「これじゃない…」クリスマスプレゼント、ファミコンだと思ったら「違った」 悲劇が多発したワケ
いつの時代も、子供たちは親にゲーム機をおねだりしてきました。ですが、お願いしたものとは違うゲーム機がやってくる……そんな悲劇が、ファミコン時代に訪れていました。なぜ、そんな悲しい事件が起きたのか。その背景に迫ります。
子供たちを襲った、「じゃない」ゲーム機という悲劇
Nintendo SwitchにPlayStation 4、そして供給が未だ需要に追い付かないPlayStation 5など、家庭用ゲーム機の人気は衰え知らず。今度のクリスマスプレゼントに、ゲーム機やゲームソフトをリクエストする子供たちも多いことでしょう。
一般的な家庭用ゲーム機自体は、1970年代から幕を開けましたが、1983年に発売された「ファミリーコンピュータ」(以下、ファミコン)の大ヒットがきっかけで国民的なブームとなり、世間に広く知られるようになりました。
ファミコンの希望小売価格は14800円。現在のゲーム機と比べるとかなり安く見えますが、当時と今では物価も違いますし、小中学生のお小遣いで手が届く値段ではありません。そのため、この頃の子供たちも、誕生日やクリスマスのプレゼントとして「お願い」するケースが多々ありました。
しかしこの「お願い」が、時に悲劇を招いたことも。ファミコンだと思って開けたプレゼント箱から、「マスターシステム」や「メガドライブ」、「PCエンジン」などの「別のゲーム機が出てくる珍事件」が、しばしば起きたのです。
もちろん、メガドライブたちは何も悪くありません。しかし、ファミコンだと信じて疑わなかった中身がまるで違ったら、ショックを受けるのも至極当然。子供たちは、高まる期待から一気に落胆し、涙に濡れた記念日を迎えてしまいます。
なぜ、こんな事態が起きてしまったのか。二度と繰り返さない礎とすべく、かつての悲劇を振り返ってみました。
●親の認識不足が不幸を招く……!
親がファミコン以外のゲーム機を買ってしまう最大の要因は、ある種の思い込みにあります。ファミコンが一大ブームとなり、興味がない人もその名を耳にしますが、それはあくまで単なる単語。そのジャンルを知らない側からすれば、ファミコンに対する正確な知識はありません。
しかも当時は、家庭用ゲーム機自体が今ほど一般的な認知を得ておらず、「ファミコンというのが流行ってるらしい」程度の知識しかない人もいました。しかもそのなかには、全てのゲーム機をまとめて「ファミコン」と認識しているケースもあり、広まりはすれど知識に関しては非常にバラつきがあったのです。

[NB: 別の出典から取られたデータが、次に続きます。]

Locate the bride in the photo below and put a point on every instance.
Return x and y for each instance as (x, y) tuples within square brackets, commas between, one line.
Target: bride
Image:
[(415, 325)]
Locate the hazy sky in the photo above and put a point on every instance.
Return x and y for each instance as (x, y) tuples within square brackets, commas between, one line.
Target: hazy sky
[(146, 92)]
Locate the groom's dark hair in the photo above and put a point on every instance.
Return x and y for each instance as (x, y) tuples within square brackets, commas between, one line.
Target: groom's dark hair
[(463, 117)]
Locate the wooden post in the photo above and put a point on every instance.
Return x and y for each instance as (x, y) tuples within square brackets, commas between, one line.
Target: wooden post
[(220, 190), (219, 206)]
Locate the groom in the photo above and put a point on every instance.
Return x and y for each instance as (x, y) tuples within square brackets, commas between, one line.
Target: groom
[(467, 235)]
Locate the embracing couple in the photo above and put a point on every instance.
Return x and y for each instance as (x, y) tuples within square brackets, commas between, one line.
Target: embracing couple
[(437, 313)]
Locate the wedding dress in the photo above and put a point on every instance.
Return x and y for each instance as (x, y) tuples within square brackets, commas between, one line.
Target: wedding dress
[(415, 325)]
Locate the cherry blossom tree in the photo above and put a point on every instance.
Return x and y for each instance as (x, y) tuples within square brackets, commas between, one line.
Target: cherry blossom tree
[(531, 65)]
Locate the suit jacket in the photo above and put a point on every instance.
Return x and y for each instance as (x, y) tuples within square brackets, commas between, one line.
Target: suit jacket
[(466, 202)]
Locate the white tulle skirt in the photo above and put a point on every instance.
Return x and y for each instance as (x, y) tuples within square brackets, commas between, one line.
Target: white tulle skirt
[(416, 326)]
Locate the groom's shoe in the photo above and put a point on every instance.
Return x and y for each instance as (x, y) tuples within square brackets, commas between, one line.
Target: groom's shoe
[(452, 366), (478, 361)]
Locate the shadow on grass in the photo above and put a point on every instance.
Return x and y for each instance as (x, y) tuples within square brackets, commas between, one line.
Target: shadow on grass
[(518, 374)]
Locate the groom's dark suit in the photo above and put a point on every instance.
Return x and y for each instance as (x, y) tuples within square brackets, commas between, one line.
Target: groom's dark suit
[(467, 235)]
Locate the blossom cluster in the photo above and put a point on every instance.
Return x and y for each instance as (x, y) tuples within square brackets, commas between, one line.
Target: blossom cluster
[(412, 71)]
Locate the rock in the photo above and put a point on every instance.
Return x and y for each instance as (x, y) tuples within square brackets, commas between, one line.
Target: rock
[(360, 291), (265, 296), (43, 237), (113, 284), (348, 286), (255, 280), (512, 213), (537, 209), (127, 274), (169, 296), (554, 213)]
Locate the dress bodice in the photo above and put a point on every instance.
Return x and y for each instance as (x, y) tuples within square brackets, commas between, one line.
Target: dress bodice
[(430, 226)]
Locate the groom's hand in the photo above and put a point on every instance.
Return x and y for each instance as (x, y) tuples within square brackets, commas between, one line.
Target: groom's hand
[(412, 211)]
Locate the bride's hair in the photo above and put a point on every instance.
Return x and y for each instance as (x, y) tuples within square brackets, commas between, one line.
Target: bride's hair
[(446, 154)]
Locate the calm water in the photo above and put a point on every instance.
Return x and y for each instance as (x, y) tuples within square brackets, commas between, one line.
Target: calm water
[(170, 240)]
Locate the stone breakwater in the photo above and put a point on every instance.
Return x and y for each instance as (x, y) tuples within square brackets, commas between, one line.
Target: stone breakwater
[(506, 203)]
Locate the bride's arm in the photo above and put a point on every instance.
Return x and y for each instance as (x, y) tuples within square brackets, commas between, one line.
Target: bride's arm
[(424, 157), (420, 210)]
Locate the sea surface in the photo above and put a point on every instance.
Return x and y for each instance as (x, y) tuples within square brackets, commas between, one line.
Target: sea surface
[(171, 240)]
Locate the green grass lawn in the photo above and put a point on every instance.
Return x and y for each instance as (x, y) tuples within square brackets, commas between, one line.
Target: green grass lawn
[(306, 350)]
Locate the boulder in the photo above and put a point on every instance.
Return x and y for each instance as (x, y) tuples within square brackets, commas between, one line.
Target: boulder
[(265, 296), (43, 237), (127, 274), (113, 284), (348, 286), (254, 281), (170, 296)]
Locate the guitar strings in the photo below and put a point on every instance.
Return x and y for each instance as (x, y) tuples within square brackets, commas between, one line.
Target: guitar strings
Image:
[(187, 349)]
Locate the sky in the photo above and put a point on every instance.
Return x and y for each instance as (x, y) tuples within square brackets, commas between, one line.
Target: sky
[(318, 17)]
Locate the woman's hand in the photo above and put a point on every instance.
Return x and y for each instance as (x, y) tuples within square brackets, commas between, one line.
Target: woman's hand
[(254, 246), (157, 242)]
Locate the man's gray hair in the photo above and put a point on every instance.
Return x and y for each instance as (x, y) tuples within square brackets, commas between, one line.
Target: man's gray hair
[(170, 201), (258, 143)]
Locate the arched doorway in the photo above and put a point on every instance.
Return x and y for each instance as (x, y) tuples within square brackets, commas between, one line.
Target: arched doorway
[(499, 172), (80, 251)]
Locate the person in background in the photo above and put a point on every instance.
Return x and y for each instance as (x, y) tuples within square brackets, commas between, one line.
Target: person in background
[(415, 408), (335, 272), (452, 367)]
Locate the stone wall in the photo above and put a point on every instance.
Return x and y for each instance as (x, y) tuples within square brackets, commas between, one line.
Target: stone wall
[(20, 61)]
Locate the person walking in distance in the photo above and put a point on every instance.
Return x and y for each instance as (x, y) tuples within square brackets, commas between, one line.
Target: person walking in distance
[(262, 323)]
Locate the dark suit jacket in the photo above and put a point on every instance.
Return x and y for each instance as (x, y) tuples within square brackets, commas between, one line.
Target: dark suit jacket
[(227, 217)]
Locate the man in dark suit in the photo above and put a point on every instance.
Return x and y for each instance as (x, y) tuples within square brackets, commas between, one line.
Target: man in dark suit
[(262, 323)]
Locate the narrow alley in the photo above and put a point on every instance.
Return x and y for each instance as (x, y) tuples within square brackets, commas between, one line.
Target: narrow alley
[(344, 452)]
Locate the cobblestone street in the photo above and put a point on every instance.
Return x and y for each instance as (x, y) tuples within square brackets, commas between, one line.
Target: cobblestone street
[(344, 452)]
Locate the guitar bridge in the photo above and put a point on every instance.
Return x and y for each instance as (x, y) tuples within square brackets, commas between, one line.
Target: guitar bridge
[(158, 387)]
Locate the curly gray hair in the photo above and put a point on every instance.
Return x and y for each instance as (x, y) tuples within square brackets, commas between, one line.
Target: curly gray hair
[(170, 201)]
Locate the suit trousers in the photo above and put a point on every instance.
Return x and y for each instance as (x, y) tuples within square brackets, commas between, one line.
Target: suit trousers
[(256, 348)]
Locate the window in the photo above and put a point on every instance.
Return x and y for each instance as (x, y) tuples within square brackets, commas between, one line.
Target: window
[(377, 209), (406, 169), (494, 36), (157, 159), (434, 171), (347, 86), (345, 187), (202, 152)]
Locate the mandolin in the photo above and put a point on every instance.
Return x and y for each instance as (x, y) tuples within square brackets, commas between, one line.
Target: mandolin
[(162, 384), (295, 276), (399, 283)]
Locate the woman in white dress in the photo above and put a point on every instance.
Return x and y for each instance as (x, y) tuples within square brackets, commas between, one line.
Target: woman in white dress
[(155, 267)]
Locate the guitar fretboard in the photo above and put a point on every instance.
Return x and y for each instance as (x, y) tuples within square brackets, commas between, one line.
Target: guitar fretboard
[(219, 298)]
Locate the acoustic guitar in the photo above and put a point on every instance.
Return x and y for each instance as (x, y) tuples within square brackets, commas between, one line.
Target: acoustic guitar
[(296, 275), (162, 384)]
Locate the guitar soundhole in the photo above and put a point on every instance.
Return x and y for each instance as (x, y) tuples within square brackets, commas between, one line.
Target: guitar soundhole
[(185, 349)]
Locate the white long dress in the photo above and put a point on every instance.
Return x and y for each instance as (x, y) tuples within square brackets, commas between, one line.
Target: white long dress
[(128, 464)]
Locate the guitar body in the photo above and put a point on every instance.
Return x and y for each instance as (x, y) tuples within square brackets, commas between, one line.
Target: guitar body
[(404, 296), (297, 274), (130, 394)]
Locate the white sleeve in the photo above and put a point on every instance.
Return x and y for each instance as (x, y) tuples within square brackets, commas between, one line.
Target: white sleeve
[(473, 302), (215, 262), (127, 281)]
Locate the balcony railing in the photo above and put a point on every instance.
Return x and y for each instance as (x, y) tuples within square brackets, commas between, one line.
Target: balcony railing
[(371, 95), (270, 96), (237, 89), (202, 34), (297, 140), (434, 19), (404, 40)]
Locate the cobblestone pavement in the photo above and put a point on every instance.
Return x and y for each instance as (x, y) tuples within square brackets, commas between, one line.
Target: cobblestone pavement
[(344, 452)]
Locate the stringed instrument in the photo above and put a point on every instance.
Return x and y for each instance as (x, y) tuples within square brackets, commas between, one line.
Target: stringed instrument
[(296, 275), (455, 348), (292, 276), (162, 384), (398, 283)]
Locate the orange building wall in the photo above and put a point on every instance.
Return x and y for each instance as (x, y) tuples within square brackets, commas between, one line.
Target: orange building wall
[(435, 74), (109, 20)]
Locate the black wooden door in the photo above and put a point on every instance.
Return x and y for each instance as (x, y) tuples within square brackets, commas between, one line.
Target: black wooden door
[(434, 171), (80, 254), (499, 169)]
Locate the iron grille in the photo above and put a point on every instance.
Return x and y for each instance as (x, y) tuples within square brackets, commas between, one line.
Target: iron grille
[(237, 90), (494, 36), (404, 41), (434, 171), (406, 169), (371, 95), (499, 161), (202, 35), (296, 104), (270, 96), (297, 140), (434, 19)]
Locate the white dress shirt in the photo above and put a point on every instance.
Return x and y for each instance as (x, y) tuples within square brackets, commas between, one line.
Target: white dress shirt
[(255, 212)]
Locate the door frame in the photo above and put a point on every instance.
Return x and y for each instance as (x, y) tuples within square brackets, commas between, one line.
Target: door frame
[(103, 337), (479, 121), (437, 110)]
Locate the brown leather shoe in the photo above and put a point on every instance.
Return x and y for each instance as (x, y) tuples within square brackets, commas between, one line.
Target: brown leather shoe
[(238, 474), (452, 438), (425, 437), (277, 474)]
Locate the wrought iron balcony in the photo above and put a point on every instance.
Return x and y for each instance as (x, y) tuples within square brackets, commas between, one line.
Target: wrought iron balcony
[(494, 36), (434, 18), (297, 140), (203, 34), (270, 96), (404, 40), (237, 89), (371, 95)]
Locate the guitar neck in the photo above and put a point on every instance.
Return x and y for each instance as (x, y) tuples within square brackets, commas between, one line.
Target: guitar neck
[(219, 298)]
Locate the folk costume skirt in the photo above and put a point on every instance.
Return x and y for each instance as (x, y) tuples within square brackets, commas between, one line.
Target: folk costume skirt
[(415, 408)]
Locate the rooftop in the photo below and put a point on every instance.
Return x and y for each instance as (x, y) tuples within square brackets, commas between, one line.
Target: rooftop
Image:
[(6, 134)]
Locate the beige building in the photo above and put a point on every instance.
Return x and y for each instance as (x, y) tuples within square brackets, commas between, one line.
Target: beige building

子供が口にする「ファミコンが欲しい」は、任天堂のファミリーコンピュータが欲しい、という意味以外ありません。ですが、ファミコン=ゲーム機と解釈している側には「ゲーム機が欲しい」との訴えだと捉えられ、ゲーム機ならどれでもいいのかなと結論づけたのでした。
当人は間違いないと思い込みつつ、実際にはあやふやな知識と共に売り場へ向かえば、そこには色々なゲーム機が並んでいます。そこで店員に詳しく話を聞ければ、誤解が正される可能性もありますが、思い込みのまま突き進み、迷うことなく別のゲームを購入してしまうと……その先の展開は、もはや想像するまでもありません。
この間違いを「まさか」「あり得ない」と感じる方もいるでしょうが、現代のスマホ事情に準えてみましょう。マイボイスコムが今年の10月に開示したデータによれば、スマホの所有率は全体の9割強。若い世代ほど高い数字になっていますが、70代でも8割を超えています。
それだけ普及したデバイスであっても、未だに「iPhone」と「Android」の区別がついていない人が少なからず存在します。興味がなく必要だから持っているだけ、子供や孫に持たされたから──理由はさまざまですが、所持者であっても知識がバラついているのが現状です。
これだけ普及しているスマホでさえ、正確な認知が広まり切っているとは言えません。こうした実態を踏まえてみれば、当時の大人たちがファミコンを満足に理解していなかった事情も納得がいくかと思います。
もちろん親の知識が甘かったからといって、「じゃあ、しょうがないよね」と子供が割り切れるわけではなく、願いと誤解がすれ違う悲劇に泣き崩れるしかありませんでした。